17th District of Delaware

October, 2016

A Public-Private Partnership That’s Going According To Plan

In 2010, I and several other Kent County Legislators advocated for a State appropriation to completely rebuild North Street in downtown Dover between Governor’s Avenue and South State Street.  The initiative was originally conceived by the Downtown Dover Partnership (DDP), which led the way in moving it to fruition.

With the backing of the General Assembly’s Bond Bill Committee, we installed sidewalks and curbs, buried the electric, telephone and cable wires, put in street lights, repaved the entire length of the street and reconfigured the parking, adding 85 spaces for downtown commerce.  A “pocket park” was created on the southeast corner of Governor’s and North, replacing an unsightly, badly deteriorating building at that site.  We also added parking, sidewalks and landscaping to the vacant lots where the old Dover Hardware and Capital Office buildings used to be.  That space was renamed “Loockerman Plaza.”

The impetus for the idea was to make North Street, which runs parallel to Loockerman, much more desirable, attractive and accessible so as to encourage downtown development.

The first clear sign that the idea would work came when the company that runs Delaware’s EZ Pass system decided to locate downtown with entrances on both Loockerman and North.  Today, the scores of employees and customers at EZ Pass add to the daily vitality of downtown.

More recently, in 2014, I was the Senate sponsor of a bill promoted by Governor Jack Markell that created “Downtown Development Districts”.  The goal is to provide State assistance to developers who want to build new buildings or start new businesses in Delaware’s downtowns.  These projects could be any combination of residential and commercial but they must be located in a Downtown District. With state participation, projects like these can become profitable, thus rejuvenating downtown areas.  Without that participation, they are not profitable so they don’t happen and the downtowns continue to languish.

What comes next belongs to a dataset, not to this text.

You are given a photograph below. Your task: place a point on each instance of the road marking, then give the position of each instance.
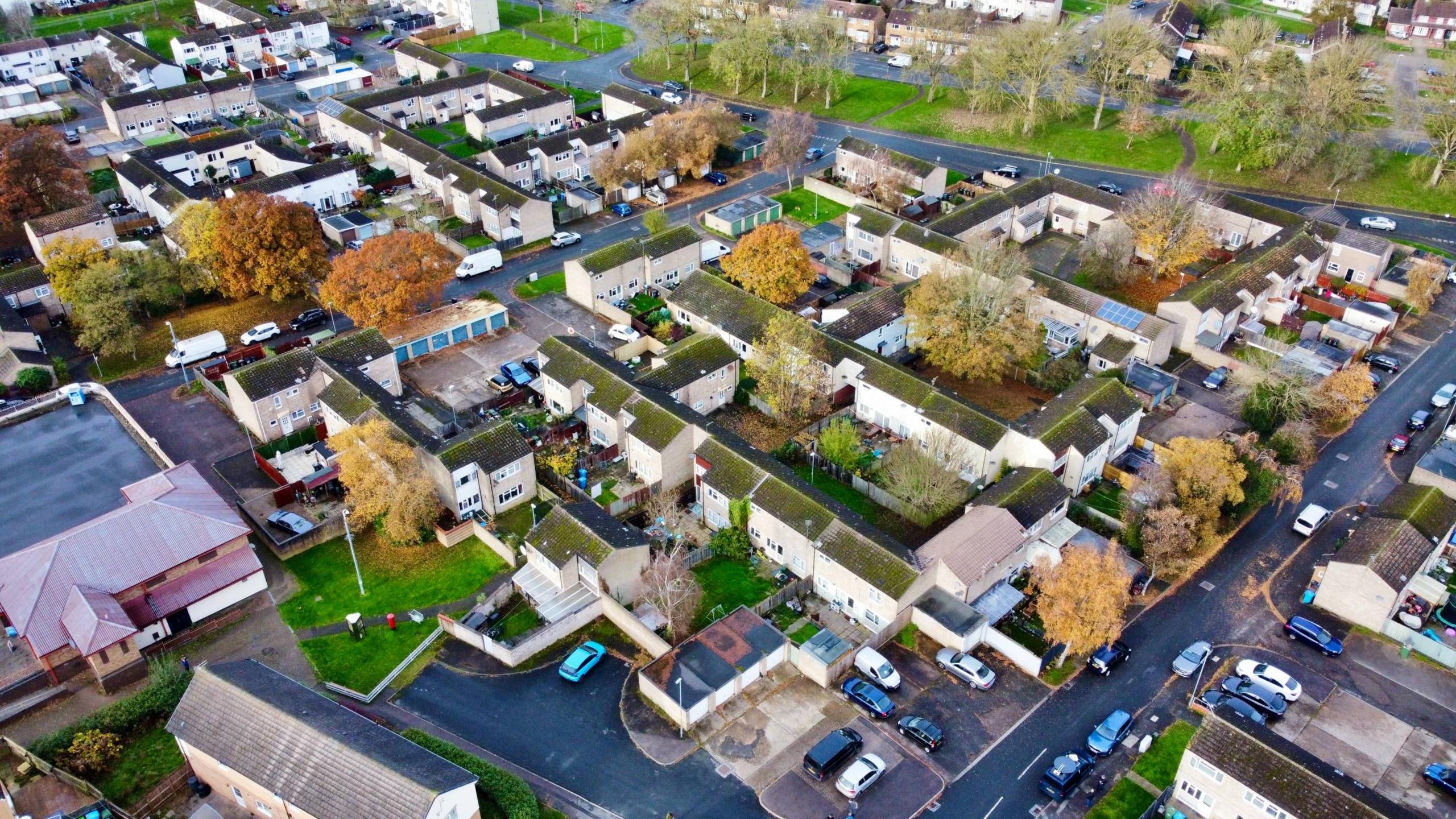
(1030, 764)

When the City of Dover decided to apply for this program, City Council approved a number of additional incentives, on top of the State’s participation, designed to make business creation downtown even more attractive.  And, Kent County Levy Court did the same thing with County incentives.  The net result is a package of incentives that should get the attention of people with the vision, expertise and resources to help kick Dover’s downtown into high gear.

Now, all that planning and foresight is coming together exactly as hoped for.  A developer is preparing to maximize the potential of the State, County, City and DDP efforts, combining the modernization of North Street with the Downtown Development District program, to build two new buildings.  They will be located along the sides of Loockerman Plaza, maintaining between the two, new buildings the current, walkthrough sidewalks and landscaping that connect Loockerman Street to North Street.

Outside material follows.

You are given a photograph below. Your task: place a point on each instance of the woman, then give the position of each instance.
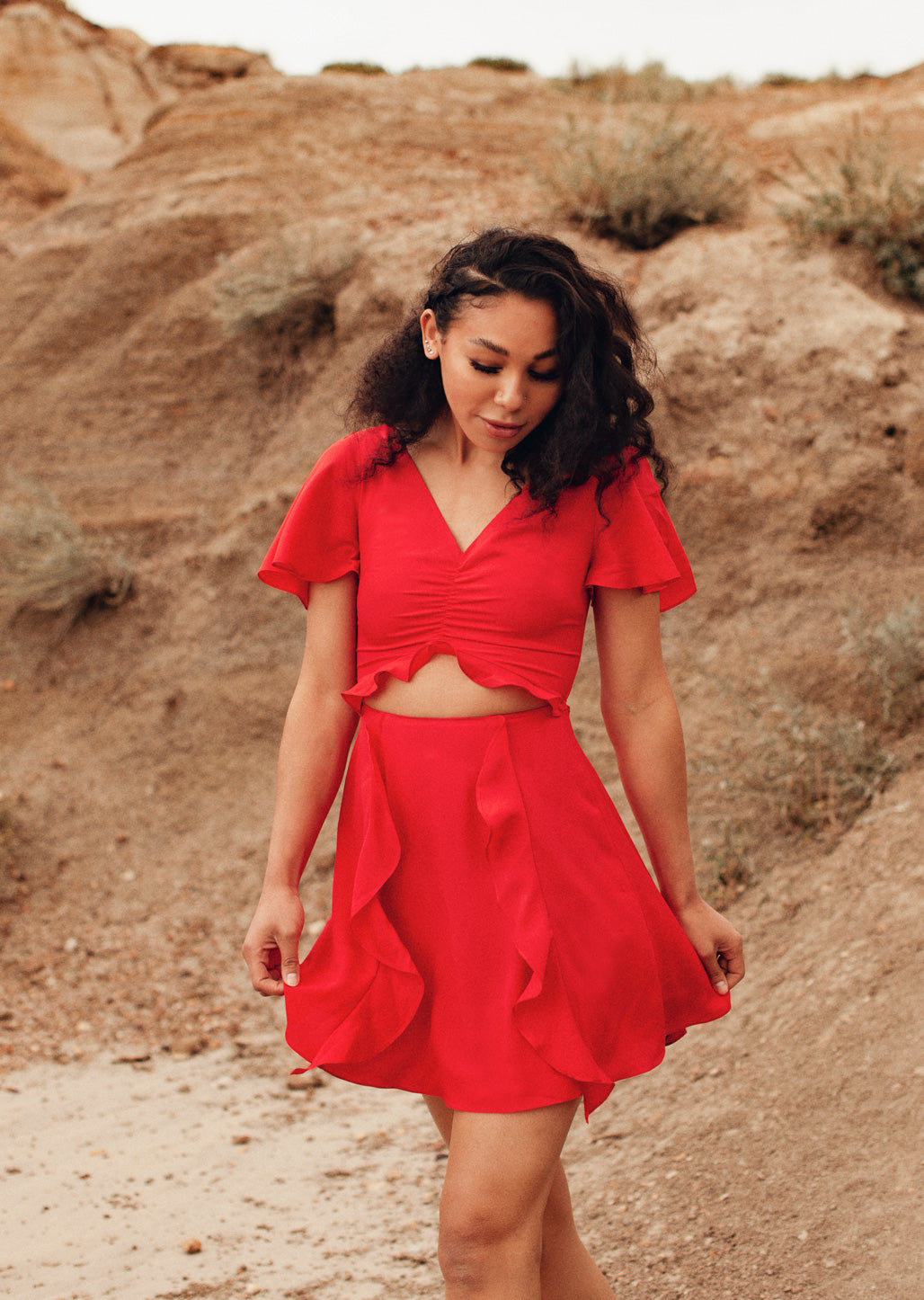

Each building will house street level shops, offices and restaurants while upper floors – perhaps three or four stories – will comprise tasteful and attractive apartments or condos.

Many people believe, including me, that more people downtown are the ultimate answer to the revitalization of the area.  This project, and others like it, will bring more people.   The cooperation leading to this project, among varying levels of government and the private sector, is to be commended.  So, too, should the DDP and Governor Markell be commended for the leadership and vision that got all of this started in the first place.